Original topic: tiflash 节点无法强制缩容

| username: Hacker_ojLJ8Ndr

To scale down an abnormal node, I used tiup to scale down but couldn’t complete the process due to the node’s abnormality. Later, I forced the scale down, and the node was no longer visible in the cluster topology when checked with tiup cluster display, but it was still present on PD. After executing pd-ctl store delete, it succeeded, but the store was still in offline status when checked again. Currently, all TiFlash replicas have been cleaned up, but this node still cannot be removed.

| username: tidb狂热爱好者 | Original post link

It’s best to upload screenshots and logs of your node.

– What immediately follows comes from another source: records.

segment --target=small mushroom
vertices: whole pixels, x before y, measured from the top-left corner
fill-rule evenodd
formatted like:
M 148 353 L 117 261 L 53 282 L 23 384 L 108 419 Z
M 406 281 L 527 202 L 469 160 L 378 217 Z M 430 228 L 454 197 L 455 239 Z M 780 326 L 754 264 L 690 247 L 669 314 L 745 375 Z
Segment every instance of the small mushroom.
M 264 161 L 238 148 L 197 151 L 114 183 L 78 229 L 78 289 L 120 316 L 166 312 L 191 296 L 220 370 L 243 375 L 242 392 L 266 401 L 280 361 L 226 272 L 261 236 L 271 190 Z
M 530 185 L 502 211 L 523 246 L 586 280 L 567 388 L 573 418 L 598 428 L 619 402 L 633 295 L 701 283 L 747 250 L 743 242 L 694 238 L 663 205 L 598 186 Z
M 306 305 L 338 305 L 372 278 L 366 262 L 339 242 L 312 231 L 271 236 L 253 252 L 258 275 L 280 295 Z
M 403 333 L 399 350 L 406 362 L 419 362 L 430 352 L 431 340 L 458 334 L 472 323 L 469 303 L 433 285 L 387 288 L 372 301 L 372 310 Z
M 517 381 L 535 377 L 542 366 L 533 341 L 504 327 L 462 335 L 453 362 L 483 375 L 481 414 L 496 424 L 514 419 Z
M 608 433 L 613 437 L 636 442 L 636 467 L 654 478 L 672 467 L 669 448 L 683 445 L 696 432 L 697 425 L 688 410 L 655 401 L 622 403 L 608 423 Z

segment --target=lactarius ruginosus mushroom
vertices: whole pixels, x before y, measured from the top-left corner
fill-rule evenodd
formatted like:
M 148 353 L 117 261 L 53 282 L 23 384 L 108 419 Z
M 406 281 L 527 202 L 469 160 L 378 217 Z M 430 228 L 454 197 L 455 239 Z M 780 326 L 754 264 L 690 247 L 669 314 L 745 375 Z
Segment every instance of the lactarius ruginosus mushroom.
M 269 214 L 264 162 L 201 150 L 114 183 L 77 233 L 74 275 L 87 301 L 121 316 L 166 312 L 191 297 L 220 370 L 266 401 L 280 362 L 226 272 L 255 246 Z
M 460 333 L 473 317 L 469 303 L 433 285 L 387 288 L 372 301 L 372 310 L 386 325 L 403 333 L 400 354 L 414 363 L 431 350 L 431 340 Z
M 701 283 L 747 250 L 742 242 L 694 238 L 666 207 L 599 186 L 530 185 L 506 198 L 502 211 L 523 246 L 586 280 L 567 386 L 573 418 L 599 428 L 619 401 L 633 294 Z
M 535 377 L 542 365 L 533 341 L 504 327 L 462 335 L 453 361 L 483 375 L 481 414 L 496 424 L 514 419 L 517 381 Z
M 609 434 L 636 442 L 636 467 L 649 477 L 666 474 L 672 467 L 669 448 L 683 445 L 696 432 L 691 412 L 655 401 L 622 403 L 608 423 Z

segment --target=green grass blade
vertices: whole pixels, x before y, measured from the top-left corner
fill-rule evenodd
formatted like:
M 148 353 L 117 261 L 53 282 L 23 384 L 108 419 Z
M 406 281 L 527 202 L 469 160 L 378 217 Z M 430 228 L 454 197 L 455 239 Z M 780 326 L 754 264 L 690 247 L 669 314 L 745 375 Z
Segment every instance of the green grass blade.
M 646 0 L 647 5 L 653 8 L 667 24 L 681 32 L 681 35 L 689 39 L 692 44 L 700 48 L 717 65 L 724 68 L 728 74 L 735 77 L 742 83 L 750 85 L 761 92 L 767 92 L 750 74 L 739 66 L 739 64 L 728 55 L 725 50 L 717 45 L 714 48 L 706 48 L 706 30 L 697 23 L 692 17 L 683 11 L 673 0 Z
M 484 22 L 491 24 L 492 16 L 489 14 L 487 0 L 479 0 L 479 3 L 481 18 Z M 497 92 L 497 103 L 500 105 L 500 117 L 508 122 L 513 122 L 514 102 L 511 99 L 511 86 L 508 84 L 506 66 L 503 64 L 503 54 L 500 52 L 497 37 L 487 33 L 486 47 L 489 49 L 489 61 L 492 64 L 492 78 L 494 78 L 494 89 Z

| username: Billmay表妹 | Original post link

Based on your description, you want to scale down an abnormal node, but the process cannot be completed due to the node’s abnormality. You then forced the scale-down, but it still appears in PD. After executing pd-ctl store delete, it succeeded, but the store is still in an offline state. Currently, all TiFlash replicas have been cleaned up, but the node cannot be removed. Based on your description, I can provide the following suggestions:

  1. First, you can try using the pd-ctl store delete command to delete the store. This command will remove the store from PD. If the store still exists in PD, you can try using the pd-ctl store delete command to delete the store, as shown below:

    pd-ctl store delete <store_id>
    

    Here, <store_id> is the ID of the store to be deleted. After executing this command, you can use pd-ctl store to check the store’s status. If the store’s status is offline, it means the store has been successfully deleted.

  2. If you have already tried the pd-ctl store delete command but the store still exists in PD, you can try using the TiUP command to delete the store. Specifically, you can use the following command:

    tiup cluster scale-in <cluster-name> -N <store-id>
    

    Here, <cluster-name> is the name of your TiDB cluster, and <store-id> is the ID of the store to be deleted. After executing this command, TiUP will automatically remove the store from the cluster and update the cluster topology. If the store’s status is still offline, you can try restarting the TiKV process to make it rejoin the cluster.

  3. If the above methods do not solve the problem, you can try manually deleting the store. Specifically, you can follow these steps:

    • Stop the TiKV process on the store.
    • Delete the data directory on the store.
    • Delete the store in PD using the pd-ctl store delete command.
    • Delete the store in TiUP using the tiup cluster scale-in command.
    • Start the TiKV process on the store.

    After completing the above steps, you can use pd-ctl store to check the store’s status. If the store’s status is up, it means the store has been successfully deleted.

| username: Hacker_ojLJ8Ndr | Original post link

Configuration during scaling:
image

After scaling, there was an issue with the node, the disk was abnormal, so we scaled down.
tiup cluster display no longer shows this node.

pd-ctl store delete was successful:

However, when querying again, this node is still offline:

| username: Hacker_ojLJ8Ndr | Original post link

According to the official documentation, all rules have been deleted, but the node still hasn’t been removed.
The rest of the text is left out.